En 1962, bajo el juramento hipocrático, después de muchos desvelos, sacrificios, prácticas y estudio recibió el título de Médico Cirujano y pasó al internado en el Hospital Universitario de Monterrey. Ávido de más conocimientos sobre la ciencia médica, inició una larga carrera en  varias especialidades. En 1963 ingresó al Instituto Nacional de Nutrición Salvador Zubirán, donde obtuvo la especialidad de Medicina Interna. Durante el mes de octubre en pleno movimiento estudiantil y los Juegos Olímpicos de 1968, concluyó su residencia en el Instituto Nacional de Cardiología Doctor Ignacio Chávez de la Ciudad de México, donde fue Jefe de Residentes.

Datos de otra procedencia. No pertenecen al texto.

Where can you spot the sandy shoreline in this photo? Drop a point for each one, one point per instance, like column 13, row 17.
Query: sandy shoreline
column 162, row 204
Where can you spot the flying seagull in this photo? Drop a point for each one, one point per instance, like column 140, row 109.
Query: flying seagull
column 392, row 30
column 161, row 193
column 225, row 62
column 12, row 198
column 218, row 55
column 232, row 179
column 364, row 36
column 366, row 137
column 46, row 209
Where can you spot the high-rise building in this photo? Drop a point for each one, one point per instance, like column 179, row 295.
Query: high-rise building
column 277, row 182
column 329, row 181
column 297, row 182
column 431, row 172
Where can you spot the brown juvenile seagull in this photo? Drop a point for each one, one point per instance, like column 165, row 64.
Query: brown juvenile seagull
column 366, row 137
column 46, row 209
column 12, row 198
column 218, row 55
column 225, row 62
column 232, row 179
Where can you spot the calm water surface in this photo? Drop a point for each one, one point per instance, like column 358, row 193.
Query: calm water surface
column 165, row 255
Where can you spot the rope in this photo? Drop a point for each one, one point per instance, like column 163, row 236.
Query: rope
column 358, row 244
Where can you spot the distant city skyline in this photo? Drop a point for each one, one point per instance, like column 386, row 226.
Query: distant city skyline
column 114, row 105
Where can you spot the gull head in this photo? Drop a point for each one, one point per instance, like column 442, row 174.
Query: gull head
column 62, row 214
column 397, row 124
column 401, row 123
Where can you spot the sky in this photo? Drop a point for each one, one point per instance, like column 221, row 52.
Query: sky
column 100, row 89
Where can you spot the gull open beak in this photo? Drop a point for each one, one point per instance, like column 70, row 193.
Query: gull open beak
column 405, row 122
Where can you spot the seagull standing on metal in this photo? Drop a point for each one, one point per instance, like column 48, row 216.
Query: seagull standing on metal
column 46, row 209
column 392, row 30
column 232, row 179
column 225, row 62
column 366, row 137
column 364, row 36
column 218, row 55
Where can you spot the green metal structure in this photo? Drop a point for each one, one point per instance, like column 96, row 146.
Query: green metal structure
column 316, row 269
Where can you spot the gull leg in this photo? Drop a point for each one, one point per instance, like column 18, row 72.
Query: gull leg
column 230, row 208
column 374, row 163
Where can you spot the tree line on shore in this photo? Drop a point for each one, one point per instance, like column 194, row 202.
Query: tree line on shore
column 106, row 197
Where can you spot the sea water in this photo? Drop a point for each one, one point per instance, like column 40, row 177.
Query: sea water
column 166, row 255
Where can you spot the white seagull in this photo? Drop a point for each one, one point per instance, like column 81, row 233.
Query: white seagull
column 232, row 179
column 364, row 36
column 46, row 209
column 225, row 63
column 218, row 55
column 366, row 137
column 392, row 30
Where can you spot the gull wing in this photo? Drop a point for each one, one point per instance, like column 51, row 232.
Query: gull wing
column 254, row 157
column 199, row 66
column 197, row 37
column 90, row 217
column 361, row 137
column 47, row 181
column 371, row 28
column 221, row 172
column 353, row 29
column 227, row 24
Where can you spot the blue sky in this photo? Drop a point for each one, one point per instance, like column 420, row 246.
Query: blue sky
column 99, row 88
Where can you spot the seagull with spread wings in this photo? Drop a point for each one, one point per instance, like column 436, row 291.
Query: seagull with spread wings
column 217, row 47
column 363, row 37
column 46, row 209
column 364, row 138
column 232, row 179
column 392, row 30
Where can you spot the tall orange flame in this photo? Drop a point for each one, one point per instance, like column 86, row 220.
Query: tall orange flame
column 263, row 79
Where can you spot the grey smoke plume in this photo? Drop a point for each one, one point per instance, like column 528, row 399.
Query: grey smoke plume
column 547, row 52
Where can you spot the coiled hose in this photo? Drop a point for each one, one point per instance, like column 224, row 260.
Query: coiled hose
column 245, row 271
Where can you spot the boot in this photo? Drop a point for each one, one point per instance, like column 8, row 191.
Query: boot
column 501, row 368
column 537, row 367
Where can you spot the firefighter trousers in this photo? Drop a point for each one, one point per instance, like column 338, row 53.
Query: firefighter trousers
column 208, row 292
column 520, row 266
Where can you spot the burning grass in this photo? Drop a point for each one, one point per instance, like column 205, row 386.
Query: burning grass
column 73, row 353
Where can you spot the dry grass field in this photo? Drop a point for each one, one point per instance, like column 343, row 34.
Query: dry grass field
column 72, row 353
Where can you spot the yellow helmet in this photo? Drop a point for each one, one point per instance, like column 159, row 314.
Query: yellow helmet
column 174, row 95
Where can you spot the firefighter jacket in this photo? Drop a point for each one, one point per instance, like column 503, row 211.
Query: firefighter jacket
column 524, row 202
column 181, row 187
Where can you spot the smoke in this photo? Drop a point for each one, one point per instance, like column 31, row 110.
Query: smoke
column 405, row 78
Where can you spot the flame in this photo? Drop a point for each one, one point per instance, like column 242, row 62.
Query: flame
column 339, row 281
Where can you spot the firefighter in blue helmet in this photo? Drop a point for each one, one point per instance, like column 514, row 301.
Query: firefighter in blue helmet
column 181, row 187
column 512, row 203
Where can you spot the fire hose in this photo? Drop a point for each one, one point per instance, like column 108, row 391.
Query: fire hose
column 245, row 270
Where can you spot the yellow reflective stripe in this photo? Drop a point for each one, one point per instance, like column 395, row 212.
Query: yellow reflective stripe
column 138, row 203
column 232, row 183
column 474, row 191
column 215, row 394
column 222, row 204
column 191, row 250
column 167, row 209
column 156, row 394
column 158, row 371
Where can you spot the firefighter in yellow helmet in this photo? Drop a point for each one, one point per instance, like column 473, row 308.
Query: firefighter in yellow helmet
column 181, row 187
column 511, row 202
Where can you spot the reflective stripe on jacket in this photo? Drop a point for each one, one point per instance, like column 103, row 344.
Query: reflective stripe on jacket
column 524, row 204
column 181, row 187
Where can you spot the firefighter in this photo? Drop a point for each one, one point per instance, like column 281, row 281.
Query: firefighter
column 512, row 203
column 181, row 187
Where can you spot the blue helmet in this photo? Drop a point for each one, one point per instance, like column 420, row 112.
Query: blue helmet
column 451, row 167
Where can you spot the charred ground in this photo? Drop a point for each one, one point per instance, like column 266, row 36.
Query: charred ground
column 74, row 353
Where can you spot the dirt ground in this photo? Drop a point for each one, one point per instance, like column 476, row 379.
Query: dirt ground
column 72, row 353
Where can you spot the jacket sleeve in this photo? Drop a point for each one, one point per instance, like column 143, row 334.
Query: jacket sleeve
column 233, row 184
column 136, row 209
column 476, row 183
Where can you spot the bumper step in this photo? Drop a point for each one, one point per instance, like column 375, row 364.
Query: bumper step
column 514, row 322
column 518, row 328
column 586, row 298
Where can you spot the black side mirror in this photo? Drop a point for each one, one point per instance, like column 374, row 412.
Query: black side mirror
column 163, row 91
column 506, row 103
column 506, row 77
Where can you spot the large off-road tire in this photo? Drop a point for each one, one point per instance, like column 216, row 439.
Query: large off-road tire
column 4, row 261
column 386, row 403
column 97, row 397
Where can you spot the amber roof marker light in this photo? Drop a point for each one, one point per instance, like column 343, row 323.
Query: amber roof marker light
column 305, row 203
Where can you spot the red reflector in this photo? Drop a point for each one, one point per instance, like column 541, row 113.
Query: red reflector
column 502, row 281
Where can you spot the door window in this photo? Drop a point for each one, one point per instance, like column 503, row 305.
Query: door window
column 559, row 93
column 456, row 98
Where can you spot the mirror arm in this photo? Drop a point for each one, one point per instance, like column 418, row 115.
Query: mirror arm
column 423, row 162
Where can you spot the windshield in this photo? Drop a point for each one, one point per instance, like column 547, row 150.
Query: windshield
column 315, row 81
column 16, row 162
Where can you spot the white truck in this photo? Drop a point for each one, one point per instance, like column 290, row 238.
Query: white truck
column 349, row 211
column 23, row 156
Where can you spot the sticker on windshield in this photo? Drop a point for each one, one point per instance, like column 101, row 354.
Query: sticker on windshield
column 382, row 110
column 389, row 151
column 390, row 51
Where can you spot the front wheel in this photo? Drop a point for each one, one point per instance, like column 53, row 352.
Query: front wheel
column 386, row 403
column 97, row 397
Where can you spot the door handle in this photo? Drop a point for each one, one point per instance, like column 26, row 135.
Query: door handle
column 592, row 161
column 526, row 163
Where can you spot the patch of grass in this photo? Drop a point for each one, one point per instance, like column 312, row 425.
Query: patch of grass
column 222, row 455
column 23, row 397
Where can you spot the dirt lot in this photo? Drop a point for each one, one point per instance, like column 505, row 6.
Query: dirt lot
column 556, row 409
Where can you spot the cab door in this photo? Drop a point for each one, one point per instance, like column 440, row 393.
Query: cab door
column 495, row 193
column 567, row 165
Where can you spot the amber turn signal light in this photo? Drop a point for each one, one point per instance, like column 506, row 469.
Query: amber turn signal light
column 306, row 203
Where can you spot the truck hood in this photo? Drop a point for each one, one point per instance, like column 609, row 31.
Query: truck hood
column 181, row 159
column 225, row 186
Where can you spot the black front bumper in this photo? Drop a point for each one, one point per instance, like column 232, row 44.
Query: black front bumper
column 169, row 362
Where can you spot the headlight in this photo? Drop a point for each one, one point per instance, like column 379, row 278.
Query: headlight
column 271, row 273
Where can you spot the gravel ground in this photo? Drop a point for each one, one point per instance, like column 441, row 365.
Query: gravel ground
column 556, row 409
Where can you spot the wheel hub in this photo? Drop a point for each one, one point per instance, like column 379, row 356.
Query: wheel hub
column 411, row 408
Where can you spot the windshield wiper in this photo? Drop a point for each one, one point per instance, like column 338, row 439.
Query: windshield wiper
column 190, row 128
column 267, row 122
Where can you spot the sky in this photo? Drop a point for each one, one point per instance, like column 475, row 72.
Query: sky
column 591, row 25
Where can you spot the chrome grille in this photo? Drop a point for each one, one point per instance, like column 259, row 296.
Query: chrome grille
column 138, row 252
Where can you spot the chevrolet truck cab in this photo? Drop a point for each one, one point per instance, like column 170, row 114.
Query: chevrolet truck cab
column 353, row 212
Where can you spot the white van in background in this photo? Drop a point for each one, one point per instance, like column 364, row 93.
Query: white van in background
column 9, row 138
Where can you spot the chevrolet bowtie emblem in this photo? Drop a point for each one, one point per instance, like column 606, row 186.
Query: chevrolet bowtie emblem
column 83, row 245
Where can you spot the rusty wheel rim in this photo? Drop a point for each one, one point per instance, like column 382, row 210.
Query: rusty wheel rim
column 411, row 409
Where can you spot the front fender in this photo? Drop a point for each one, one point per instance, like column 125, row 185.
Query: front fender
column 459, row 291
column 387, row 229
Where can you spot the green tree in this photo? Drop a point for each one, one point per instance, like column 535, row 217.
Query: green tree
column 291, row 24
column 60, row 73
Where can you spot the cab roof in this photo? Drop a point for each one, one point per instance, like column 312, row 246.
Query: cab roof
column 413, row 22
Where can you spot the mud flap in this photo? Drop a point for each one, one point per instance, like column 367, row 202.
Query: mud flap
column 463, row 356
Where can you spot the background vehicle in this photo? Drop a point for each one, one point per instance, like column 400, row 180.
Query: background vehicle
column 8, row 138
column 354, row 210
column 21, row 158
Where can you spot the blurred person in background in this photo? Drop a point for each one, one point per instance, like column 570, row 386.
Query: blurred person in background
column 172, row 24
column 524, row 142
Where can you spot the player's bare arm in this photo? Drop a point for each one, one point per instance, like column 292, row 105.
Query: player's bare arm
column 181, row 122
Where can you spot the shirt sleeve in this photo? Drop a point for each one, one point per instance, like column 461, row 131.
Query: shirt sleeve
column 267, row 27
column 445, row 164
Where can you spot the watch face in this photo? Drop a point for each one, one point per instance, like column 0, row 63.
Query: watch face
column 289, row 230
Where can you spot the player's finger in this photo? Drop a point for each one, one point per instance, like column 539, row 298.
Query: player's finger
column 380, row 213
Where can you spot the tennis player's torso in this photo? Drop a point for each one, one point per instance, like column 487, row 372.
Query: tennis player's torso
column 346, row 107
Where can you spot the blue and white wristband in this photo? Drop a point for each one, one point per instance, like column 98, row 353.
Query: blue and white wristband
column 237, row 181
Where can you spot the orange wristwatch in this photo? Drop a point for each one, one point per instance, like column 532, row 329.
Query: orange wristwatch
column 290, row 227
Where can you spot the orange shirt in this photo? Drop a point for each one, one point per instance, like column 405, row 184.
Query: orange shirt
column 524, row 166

En 1970 viajó a Philadelphia y cursó estudios en el Hahnemann Medigal College y un hospital de esa ciudad. Retornó a la capital del país y desempeñó los cargos de Cardiólogo de Base, Jefe del Departamento de Cardiología y de la Clínica de Hipertensión Arterial (1972-1995) del Instituto Nacional de Nutrición Salvador Zubirán. A finales de la pasada centuria, fundó con el doctor Misael Uribe y otros colegas el Hospital Médica Sur de la capital del país, donde ha ocupado altos cargos.

Durante más de sesenta años, a partir de su ingreso a la Escuela de Medicina en Monterrey, jamás ha descuidado su formación académica y actualización profesional. Gracias a esa disciplina, a lo largo de su vida ha recibido numerosas distinciones de organismos nacionales e internacionales, que lo convierten en uno de los médicos tamaulipecos de mayor prestigio y presencia entre los galenos. El doctor Jaime Arriaga, pertenece y ha ocupado importantes puestos en asociaciones médicas de enorme prestigio mundial. Por ejemplo: Sociedad Mexicana de Cardiología, American College of Cardiology, Asociación de Médicos del Instituto Nacional de Nutrición Salvador Zubirán y Sociedad de Hipertensión Arterial en México. Permanentemente asiste a congresos, coloquios y seminarios. Entre sus publicaciones destacan más de cuarenta artículos en revistas especializadas y diversos capítulos en libros. De igual manera, en el Hospital General de Ciudad Victoria, una de las salas lleva su nombre.

Durante su ejercicio profesional en la capital del país, donde confluyen grandes personalidades relacionadas con la política, deporte, cultura, arte y medio artístico, el cardiólogo Jaime Arriaga ha recibido en su consultorio a pacientes de renombre, por ejemplo: Cuquita Pacheco de López Portillo, madre del presidente José López Portillo, Luis Donaldo Colosio, Antonio Aguilar,  Fernando Gutiérrez Barrios y María Antonieta de las Nieves, mejor conocida como La Chilindrina, quienes lo designaron médico de cabecera. En los años ochenta, por invitación de José Sulaimán, se integró a la Comisión de Box del Distrito Federal.

Su larga trayectoria y perfil biográfico, nos revela un profesionista inteligente y comprometido con su vocación y entrega a la medicina. Debemos entender que su prolongada estancia en la capital del país, terminó por alejarlo gradualmente del terruño natal. Hace tiempo visitaba dos veces al año a su madre y hermanos: Emma, Alicia, Angélica, Graciela, Irma y Conchita; luego regresaba a cumplir compromisos médicos en el Distrito Federal.

Jaime Arriaga, es admirador de hueso colorado al beisbol y futbol. Desde su juventud ha permanecido fiel a los Yankees de Nueva York y Chivas de Guadalajara. Hace varios años contrajo matrimonio con Concha Lupe Ruiloba Madero. De esa unión nacieron: Concha Lupe, Ana Gabriela, Patricia, Cristina y Jaime.